Sunday, 29 August 2010

Revisionist history

Perhaps we all need it

If you are in the United Kingdom you may know that we are in the seventieth anniversary of the Battle of Britain.

I write 'may' because, despite all the public attention, I gather that some younger people do not know what this was. We Brits – especially perhaps the English – can be very careless of our history.

It was all so different once. I was there, seventy years ago, under one corner of the Battle (Essex), not yet one year old and not therefore taking much notice of the goings-on in the sky above me, despite one near-miss that I cannot remember. It was different later but my generation grew up in the shadow of the War, the country just would not let it go, and the more our Empire slipped away the more important the glories of that recent past – all the way to Suez.

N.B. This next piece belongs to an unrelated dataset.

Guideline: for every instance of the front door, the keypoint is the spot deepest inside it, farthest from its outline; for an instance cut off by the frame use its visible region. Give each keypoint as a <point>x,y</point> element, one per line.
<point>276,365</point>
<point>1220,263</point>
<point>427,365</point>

All a long time ago. Long enough for the old to grow old and all the belligerents in that European war of 1940 to be all Europeans together now. Long enough ago to have the myths of yesterday exposed by the harsh, factual, comparative light of revisionist history. So it seems no problem now in 2010 to thrill to those glorious myths of national (and international) destiny while at the same time being reminded that the RAF and its supply system were actually better organised than those of the Luftwaffe (i.e. we had greater reserves of aircraft). The clipped-voiced officer chaps who flew our fighters were just a minority, outnumbered by sergeant pilots and men from the Commonwealth and Empire and other countries of occupied of the world, including Poland, Czechoslovakia and other parts of occupied Europe The destruction of the RAF was not that critical anyway for the Germans' intended invasion of Britain – Continental waterway barges on the Channel: the Royal Navy could probably have swamped them by just sailing past at full steam. The major long-term effect of Hitler's turning away, to the East, was that Britain remained available a year or so later to serve as an American springboard into Europe. Anyway, Americans or not, the Western Front was only ever going to be a sideshow to the Eastern Front where the European War would be won and lost. And in the end, who won the War? Not Churchill and Roosevelt – Stalin.

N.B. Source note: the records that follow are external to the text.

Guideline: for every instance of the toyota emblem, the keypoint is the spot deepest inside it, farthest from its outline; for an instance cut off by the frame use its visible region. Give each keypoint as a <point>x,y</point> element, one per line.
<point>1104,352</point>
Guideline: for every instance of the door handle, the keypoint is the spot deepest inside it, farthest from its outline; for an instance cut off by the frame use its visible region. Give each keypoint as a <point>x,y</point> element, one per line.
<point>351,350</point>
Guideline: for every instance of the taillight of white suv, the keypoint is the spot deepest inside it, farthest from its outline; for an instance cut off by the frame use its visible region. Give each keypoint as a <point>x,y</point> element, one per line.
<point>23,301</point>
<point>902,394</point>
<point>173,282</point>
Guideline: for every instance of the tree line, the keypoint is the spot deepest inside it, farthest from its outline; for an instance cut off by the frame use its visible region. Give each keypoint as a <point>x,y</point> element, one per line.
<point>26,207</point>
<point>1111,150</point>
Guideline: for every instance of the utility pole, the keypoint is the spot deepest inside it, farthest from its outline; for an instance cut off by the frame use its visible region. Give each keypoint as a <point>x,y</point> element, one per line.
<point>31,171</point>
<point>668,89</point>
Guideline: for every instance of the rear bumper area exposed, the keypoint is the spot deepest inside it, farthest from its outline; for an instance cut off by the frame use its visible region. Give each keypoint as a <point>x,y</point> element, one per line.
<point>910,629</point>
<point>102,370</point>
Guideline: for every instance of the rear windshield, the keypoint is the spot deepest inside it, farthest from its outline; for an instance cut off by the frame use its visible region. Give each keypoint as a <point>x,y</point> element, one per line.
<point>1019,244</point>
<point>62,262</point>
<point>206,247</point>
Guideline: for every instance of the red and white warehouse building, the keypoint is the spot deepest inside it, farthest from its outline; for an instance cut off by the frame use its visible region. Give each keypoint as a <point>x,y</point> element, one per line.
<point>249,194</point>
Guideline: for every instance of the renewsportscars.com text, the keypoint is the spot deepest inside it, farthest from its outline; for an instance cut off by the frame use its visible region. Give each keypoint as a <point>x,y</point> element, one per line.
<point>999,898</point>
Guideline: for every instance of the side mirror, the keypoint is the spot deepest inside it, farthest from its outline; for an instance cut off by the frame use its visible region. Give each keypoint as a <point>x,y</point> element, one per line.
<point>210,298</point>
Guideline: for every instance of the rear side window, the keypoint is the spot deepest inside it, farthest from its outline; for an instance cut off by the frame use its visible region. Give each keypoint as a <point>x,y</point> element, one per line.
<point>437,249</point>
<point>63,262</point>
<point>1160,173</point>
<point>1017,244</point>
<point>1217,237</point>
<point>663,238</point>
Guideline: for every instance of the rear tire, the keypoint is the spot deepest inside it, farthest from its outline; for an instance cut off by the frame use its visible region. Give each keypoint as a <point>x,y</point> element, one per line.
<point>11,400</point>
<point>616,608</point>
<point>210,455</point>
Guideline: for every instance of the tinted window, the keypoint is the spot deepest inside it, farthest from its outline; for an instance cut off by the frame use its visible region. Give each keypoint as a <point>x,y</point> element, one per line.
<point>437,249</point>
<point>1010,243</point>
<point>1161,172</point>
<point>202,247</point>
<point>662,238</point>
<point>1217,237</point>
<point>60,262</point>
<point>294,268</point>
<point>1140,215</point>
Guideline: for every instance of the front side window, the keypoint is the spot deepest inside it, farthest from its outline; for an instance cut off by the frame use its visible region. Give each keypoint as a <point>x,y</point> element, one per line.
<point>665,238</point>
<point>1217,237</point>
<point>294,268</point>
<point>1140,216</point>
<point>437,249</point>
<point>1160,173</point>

There are still those (Brits mainly) who would find the above paragraph deeply insulting, grossly offensive etc. As a teenager and a young adult I should have felt the same. Now, while I can still thrill to the stories and deeply respect the reality behind them (on both sides), I see it all rather differently – and now there are many who do not thrill, and not interested or even aware that any of this happened at all.

History has been revised. It takes a time for this process to bite but it is a process as inevitable as history itself.

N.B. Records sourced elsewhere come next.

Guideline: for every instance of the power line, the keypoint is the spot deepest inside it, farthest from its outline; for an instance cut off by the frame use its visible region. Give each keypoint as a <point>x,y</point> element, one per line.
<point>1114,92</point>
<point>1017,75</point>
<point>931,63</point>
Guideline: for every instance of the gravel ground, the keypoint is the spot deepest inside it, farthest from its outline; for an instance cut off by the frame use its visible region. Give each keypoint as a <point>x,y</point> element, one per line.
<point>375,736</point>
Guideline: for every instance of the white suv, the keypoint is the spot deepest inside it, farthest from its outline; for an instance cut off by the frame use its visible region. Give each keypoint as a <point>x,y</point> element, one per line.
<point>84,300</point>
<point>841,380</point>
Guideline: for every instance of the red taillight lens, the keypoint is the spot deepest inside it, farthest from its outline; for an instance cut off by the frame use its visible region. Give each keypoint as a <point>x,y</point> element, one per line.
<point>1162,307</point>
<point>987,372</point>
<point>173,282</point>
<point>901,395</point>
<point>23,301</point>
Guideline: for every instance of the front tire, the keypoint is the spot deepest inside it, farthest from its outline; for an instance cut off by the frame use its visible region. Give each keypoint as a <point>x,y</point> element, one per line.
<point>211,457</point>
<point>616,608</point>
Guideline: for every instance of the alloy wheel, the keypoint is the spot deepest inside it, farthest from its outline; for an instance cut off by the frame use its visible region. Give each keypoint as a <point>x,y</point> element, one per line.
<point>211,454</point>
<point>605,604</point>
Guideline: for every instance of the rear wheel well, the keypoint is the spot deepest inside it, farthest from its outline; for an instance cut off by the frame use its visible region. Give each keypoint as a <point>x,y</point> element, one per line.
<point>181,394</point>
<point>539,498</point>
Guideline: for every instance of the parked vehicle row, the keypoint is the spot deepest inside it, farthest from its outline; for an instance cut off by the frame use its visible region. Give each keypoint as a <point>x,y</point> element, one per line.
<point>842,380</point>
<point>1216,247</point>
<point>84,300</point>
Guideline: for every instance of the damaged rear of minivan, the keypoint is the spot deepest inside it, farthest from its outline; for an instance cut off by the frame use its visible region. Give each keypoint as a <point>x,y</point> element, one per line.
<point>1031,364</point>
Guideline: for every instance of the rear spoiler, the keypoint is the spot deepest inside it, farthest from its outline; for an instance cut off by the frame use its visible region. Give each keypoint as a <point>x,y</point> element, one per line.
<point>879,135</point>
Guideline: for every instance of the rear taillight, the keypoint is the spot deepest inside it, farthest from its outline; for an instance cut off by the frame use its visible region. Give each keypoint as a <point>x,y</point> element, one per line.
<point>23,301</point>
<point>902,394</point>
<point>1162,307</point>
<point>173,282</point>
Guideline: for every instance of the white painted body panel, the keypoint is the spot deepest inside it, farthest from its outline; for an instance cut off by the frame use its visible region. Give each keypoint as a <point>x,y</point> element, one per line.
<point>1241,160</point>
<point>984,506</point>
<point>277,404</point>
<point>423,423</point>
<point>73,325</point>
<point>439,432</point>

Revising the history of Conductive Eduction

If the British nation can come to re-understand its own history, and its place in world history, then as in relatively big things so in little ones. Time has also marched on for what many people around the world now call 'Conductive Education'.

There are some grand stories about about Conductive Education's origins, András Pető, the hospital-director, the  neurologist and mystic, for a start. Who/what was he? Mári Hári's still widely quoted outcome 'statistics'. What might have been the real figures? The extraordinary behaviour of all sorts of bodies and professionals, in Hungary and a lot of other places, in the years following 1986. Hidden scandals? Konduktív pedagógia – a Hungaricum. Really? The contribution of conductors around the world to the present situation of Conductive Education. Ah-hem.

Maybe if we knew differently, maybe we might act differently.

My own small role in some of these events is now drifting into history, and I have to revise my own history, as part of deciding what I do next.